Japan's government on Tuesday refuted market interpretations that it is undermining fiscal reform and pressuring the Bank of Japan to maintain low interest rates. These concerns have contributed to Japanese government bond yields reaching 30-year highs.
An economic blueprint draft released last month by the government suggested aligning monetary policy with growth objectives and removed a commitment to improving fiscal health. This has fueled fears that the administration's spending plans and preference for low rates could exacerbate Japan's financial situation and delay potential rate hikes by the Bank of Japan.
Economy Minister Minoru Kiuchi, responsible for the blueprint's compilation, clarified that the market's perception of the document intending to curb BOJ rate hikes was a misunderstanding. He emphasized that the government respects the Bank of Japan's jurisdiction over monetary policy and has no intention of engaging in reckless spending, asserting that the draft does not signify a departure from fiscal discipline.

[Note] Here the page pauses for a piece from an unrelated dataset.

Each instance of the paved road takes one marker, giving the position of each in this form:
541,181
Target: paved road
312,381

Kiuchi indicated no immediate plans to alter the language concerning fiscal and monetary policy within the draft blueprint, which is slated for finalization at a cabinet meeting later this month. Under Prime Minister Sanae Takaichi, the government intends to shift its main fiscal target from annual primary budget surplus goals to Japan's debt-to-GDP ratio, a metric less sensitive to borrowing levels as long as the economy expands. Takaichi has previously pledged a 'responsible, proactive fiscal policy' aimed at addressing under-investment.
The focus on significant government spending, coupled with a lack of clarity regarding funding sources, has led to an increase in bond yields as investors worry about the impact on Japan's already strained public finances.